Tenía la cabeza ensangrentada, se le doblaban las piernas y caminaba con gran esfuerzo. Otro hombre joven, ancho de hombros, sin gorra, de cabellos rizados, y una mujer con el traje hecho jirones, de inanimado rostro, le sostenían del brazo.
- Oye, Mikhailo... -balbucía el herido-. ¿Qué te parece esto? ¿Es que tienen derecho a disparar contra el pueblo?... Eso no puede ser...
- ¡Y, sin embargo, lo hacen! -le gritó alguien de la multitud.
- Sí, se dispara..., se asesina... -dijo tristemente la mujer.
- ¡Eso es que los soldados han recibido órdenes de arriba, que, si no, no se habrían atrevido! -replicó el herido débilmente.
- ¡Yo así lo creo!-exclamó el joven-. ¿Creías tú acaso que el zar iba a permitir que lo molestaras, que iba a hablar contigo y a escucharte, que iba a ofrecerte un vaso de vino?
- Pero entendámonos...
El herido se detuvo y, con la espalda apoyada en la pared, se puso a hablar más alto:
- Vamos a ver, mis hermanos en Cristo... ¿Por qué nos matan? ¿En virtud de qué ley? ¿Quién lo ha ordenado?
Las gentes pasaban delante de él con la cabeza baja. En otro lugar, junto al vallado, se reunieron varias docenas de hombres. En el centro del grupo, una voz turbada sonaba, ansiosa y colérica:
- Gapón estuvo ayer a ver al ministro. Sabía todo, sabía que nos iban a asesinar. ¡Gapón, por consiguiente, es un traidor! Nos ha conducido a la muerte...
- Pero ¿qué provecho puede rendirle esto?

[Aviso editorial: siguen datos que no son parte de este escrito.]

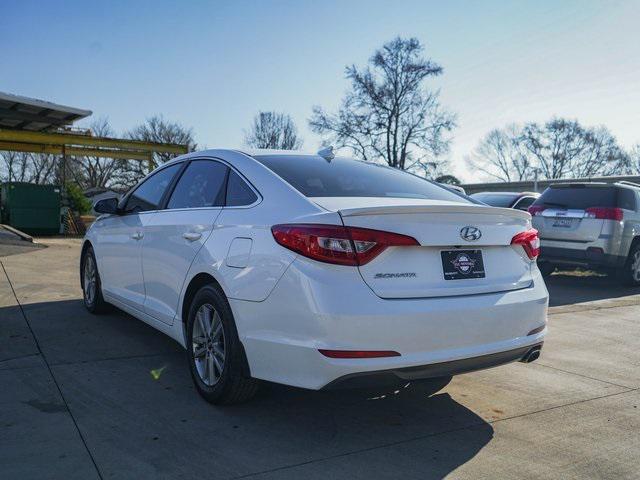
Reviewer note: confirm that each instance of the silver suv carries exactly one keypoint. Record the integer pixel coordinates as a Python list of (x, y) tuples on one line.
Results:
[(593, 225)]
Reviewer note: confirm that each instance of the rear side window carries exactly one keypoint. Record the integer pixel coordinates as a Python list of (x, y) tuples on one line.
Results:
[(149, 194), (313, 176), (524, 203), (201, 185), (238, 192), (495, 200), (578, 197)]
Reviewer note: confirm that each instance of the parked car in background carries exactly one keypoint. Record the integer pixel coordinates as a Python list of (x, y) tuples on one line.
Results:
[(519, 201), (315, 271), (592, 225)]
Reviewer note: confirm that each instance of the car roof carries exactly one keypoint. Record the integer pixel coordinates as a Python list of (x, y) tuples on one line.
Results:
[(506, 193)]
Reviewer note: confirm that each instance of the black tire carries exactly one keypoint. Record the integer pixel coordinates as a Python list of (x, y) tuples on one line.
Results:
[(232, 384), (91, 294), (546, 269), (629, 274)]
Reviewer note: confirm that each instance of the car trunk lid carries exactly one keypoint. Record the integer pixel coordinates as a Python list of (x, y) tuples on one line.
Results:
[(438, 226)]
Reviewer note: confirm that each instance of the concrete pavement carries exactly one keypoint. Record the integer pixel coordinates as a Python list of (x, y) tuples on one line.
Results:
[(77, 400)]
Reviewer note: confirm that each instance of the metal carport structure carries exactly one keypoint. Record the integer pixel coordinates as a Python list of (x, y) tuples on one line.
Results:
[(38, 126)]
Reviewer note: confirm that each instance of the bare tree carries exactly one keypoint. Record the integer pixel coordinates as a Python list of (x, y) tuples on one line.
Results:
[(14, 166), (273, 130), (560, 148), (565, 149), (388, 114), (154, 129), (502, 155), (91, 171), (634, 160)]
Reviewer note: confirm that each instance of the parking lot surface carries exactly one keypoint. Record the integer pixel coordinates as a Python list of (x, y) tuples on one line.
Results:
[(108, 397)]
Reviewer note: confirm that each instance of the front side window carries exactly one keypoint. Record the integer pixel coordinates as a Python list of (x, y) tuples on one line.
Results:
[(201, 185), (313, 176), (149, 194), (238, 192)]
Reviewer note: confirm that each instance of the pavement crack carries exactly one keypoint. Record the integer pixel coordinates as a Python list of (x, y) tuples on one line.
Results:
[(53, 378), (19, 357)]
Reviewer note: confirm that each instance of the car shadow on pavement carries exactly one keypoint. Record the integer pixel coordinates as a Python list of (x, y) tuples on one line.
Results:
[(129, 390), (577, 287)]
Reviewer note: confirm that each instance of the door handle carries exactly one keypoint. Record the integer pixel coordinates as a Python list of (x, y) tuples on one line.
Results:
[(191, 236)]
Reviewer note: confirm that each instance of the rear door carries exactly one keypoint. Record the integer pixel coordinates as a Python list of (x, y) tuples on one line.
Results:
[(464, 249), (119, 238), (175, 234), (575, 213)]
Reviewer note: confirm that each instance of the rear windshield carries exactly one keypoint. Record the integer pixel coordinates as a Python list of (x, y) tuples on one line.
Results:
[(316, 177), (495, 200), (582, 197)]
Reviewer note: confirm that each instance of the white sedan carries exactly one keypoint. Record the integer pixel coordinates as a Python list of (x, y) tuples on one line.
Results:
[(315, 271)]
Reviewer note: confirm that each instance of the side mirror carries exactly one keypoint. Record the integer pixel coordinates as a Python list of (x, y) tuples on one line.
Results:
[(107, 205)]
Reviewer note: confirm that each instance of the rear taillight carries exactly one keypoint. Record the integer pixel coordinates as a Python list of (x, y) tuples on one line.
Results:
[(530, 241), (336, 244), (605, 213), (358, 353), (536, 210)]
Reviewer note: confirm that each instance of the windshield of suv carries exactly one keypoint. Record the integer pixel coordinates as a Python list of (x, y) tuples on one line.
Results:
[(314, 176), (496, 199), (579, 197)]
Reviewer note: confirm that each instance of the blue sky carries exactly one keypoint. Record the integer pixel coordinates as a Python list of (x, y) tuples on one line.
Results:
[(213, 65)]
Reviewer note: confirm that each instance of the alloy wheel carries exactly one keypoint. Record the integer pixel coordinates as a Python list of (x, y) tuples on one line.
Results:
[(635, 266), (89, 279), (208, 344)]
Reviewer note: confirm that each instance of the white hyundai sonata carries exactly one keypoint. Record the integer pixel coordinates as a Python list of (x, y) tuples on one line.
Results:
[(315, 271)]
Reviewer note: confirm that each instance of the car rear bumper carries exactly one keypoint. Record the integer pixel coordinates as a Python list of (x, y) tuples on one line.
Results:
[(329, 307), (586, 256), (434, 370)]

- ¿Lo sé yo acaso? ¿Por qué disparan contra el pueblo? ¿Quién lo sabe? ¿Quién podría respondernos?
La emoción aumentaba en todas partes y se hacía cada vez más intensa. Surgían ante todos multitud de problemas, vagos aún, poco precisos, pero cuya gravedad todos sentían, así como su profundidad, su importancia y la necesidad urgente de encontrarles respuesta a toda costa. Y el fuego de aquella emoción parecía consumir y deshacer completamente la fe en aquel socorro externo, que por ellos, algunas horas antes, había sido considerado como algo bienhechor y todopoderoso.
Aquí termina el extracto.